45. Die Teufelsspitze im salzigen See.

[52] Mündlich aus Seeburg.


Ein Graf von Seeburg hatte einen Bund mit dem Teufel auf bestimmte Jahre. Der Teufel hatte ihm gelobt in dieser Zeit Alles zu thun, was er fordern werde; dagegen hatte ihm der Graf seine Seele versprochen. Der Graf that nun durch den Beistand des Teufels manches Wunder, und fuhr unter Anderm immer von Rollsdorf nach Wansleben und zurück mit seiner Kutsche quer über den salzigen See, und die Pferde näßten nur ihre Hufe im Wasser, und die Räder schnitten nur so tief ein, wie der eiserne Reif, der sie umschloß, breit war. Als aber der Vorabend[52] des Tages kam, an welchem der Graf dem Teufel gehören sollte, sann er auf ein recht schweres Stück, welches der Teufel nicht ausführen könnte. Er befahl ihm zwischen Mitternacht und dem ersten Hahnenschrei einen Damm durch den See von Rollsdorf nach Wansleben zu bauen, damit die Leute künftig nicht immer den weiten Umweg rings um den See zu fahren brauchten.

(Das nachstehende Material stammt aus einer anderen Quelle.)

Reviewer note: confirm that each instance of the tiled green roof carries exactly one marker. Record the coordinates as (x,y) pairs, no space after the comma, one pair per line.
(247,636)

Der Teufel eilte auf eine Höhe bei Rollsdorf und warf zwei Schippen Erde ins Wasser, und noch jetzt ist das Loch zu sehen, wo er die Erde ausgestochen hat: als er aber die dritte Schippe ausstach, kam grade eine alte Frau von Rollsdorf, welche einen Korb mit Hühnern auf dem Rücken trug und sie nach Halle auf den Markt bringen wollte. Und wie sie vorbei ging, begann ein Hahn im Korbe zu krähen. Da schwang sich der Teufel ergrimmt in die Luft und rief »Ein altes Weib geht über den Teufel.« So war der Graf von Seeburg gerettet; der unvollendete Damm aber ist noch heut zu sehen und wird die Teufelsspitze, bisweilen auch die Teufelsbrücke genannt.

Quelle:
Emil Sommer: Sagen, Märchen und Gebräuche aus Sachsen und Thüringen 1. Halle 1846, S. 52-53.